A segunda é treinar o sistema imunológico, fazendo-o identificar o que
representa ou não uma ameaça ao nosso organismo. "Um exemplo dessa
função vem da observação de que hoje em dia as taxas de doenças
relacionadas ao sistema imune (doenças alérgicas, principalmente) está
muito mais alta, e isso tem sido associado ao uso indiscriminado de
antibióticos, aumento no número de partos por cesariana e excesso de
limpeza", comenta o pesquisador.
A terceira (e não menos importante) missão da microbiota é nos defender
contra agentes nocivos. "Sem as bactérias naturais do nosso corpo
ficamos muito mais vulneráveis aos ataques de bactérias perigosas",
garante Luis Caetano Antunes, lembrando que há uma série de infecções
que são mais comuns em pessoas com histórico de uso recente de
antibióticos. "Eles matam as bactérias inofensivas, abrindo espaço para
que outras bactérias invadam o nosso organismo e causem doenças."
Boca cheia
Um dos primeiros cientistas a observar a existência de comunidades de
bactérias em nosso corpo foi o holandês Antonie van Leeuwenhoek, que no
século 17 analisou um raspado da superfície de seus dentes e descobriu
um grande número de seres vivos minúsculos.
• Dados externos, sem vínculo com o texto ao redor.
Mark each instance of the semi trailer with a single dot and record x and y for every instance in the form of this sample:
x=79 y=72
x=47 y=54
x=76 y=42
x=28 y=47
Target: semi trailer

Uma organização também holandesa, chamada TNO, divulgou recentemente,
após um estudo, que nossa boca abriga cerca de 700 variedades diferentes
de bactérias. Os pesquisadores descobriram que um único beijo de língua
é capaz de transferir 80 milhões de bactérias de uma boca para outra. Os dados foram publicados na revista Microbiome. Algumas pessoas podem ficar enojadas, mas a verdade é que beijar pode
ser uma maneira de fortalecer o sistema imunológico, tomando por base a
lógica descrita pelo pesquisador da Fiocruz.
Pele que habito
Se os micróbios do intestino representam um exército estratégico dentro
do corpo, os que habitam nossa pele são a linha de frente. "É a
armadura que nos protege contra agentes externos", considera o médico
Jayme de Oliveira Filho, vice-presidente da Sociedade Brasileira de
Dermatologia.
Assim como na selva a falta de leões pode levar ao excesso de zebras,
qualquer desequilíbrio na microbiota da pele pode levar a problemas
variados. A integridade pode ser afetada por banhos longos e quentes, e
até pelo uso excessivo de álcool em gel e sabonetes antibacterianos. "Se
você usa um produto que promete matar 99% das bactérias, ainda sobrarão
muitas, mas você pode matar aquelas que são úteis à pele", diz o
médico.
Tomar muito sol sem filtro também é uma forma de agredir a cútis. É por
isso que muita gente tem crises de herpes labial, doença provocada por
vírus, depois que volta da praia. Ou adquire manchas nos braços e nas
costas (pitiríase versicolor), provocadas por um tipo de fungo. O médico
avisa que algumas famílias são mais predispostas a certos tipos de
micro-organismos. Se a integridade da pele é afetada, você pode
desenvolver um problema que nunca havia aparecido antes. E, acredite,
pode até pegar gripe com mais facilidade.